One of the most attractive parts of LINKINGplus is pre-set match-making meetings which will guarantee the best efficient outcome for each participant. Based on the detailed questionnaires and feedback, event organizers will offer a list of companies for each overseas participant to B2B Space to make it time-efficient.
International brands will touch base with the Chinese apparel companies including manufacturers, designers, creative talents, brands, new materials, and fashion education. This will also be a platform for more established foreign companies who are seeking opportunities in China. However, due to asymmetric Information, many of them have not found the right access.
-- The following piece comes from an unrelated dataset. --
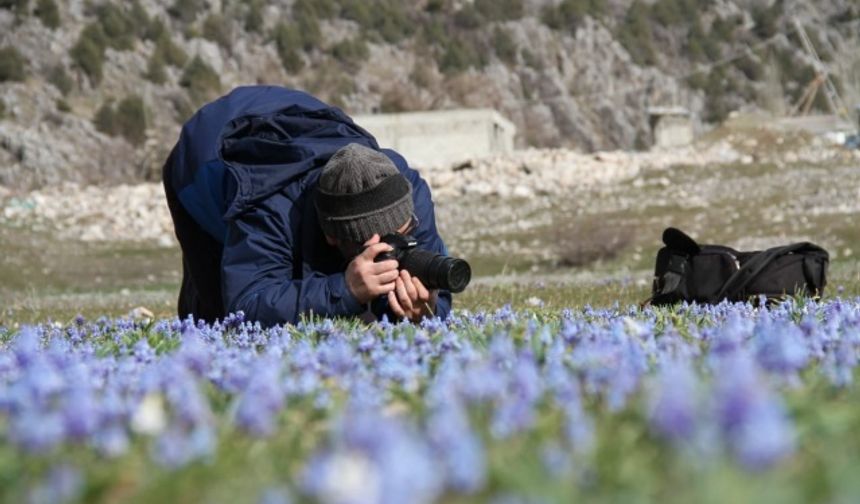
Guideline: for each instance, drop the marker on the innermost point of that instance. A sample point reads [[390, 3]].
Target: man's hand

As the leading national organizations of the apparel and fashion industry in China, CNGA, CCPIT TEX and CFA, are some of the leading national organizations trying to build this platform. Many companies have already showed great interest in participation. One hopes over a period of time, LINKINGplus becomes an important platform for international players wanting to enter the Chinese market. After the maiden event in November, LINKINGplus will be held once a year in the most dynamic apparel industry clusters in China with various activities to foster communication and cooperation between China's apparel companies and their counterparts worldwide. In this event, B2B Space is the major part of LlNKINGplus. The organizers will invite 100-150 overseas companies and organizations that could meet the demand of China's apparel industry in its development to from this event and meet with Chinese apparel companies, brands, investors or local officials representing Industry clusters on a pre-set schedule offered by the event.
B2B Space is the major event at LINKINGplus. This will have five sections: Creative ODM, Brands Cooperation,New Materials,Design and Consulting and Education. Here Chinese garment companies, brands can be met with on a pre-set schedule offered by the organizers based on your feedback to a detailed questionnaire. PromoShow (22 All Day Xiamen International Conference Center Hotel) PromoShow as an additional way to introduce one self besides taking part in the B2B Space. This allows the company to show their advantages to a larger audience in a shorter time. Forum is another supporting event of LINKINGplus Under the theme of ‘Fusion - new opportunities and modes of international cooperation for the apparel Industry’, the half-day forum will give its stage to industry experts and corporate leaders to exchange and share ideas and experience in form of presentations and dialogues on topics like education, creative design collaboration, evolution in production driven by consumption and application scenarios of new materials and new technologies. Two one--day Business Tour options will be offered to the overseas applicants on the next day.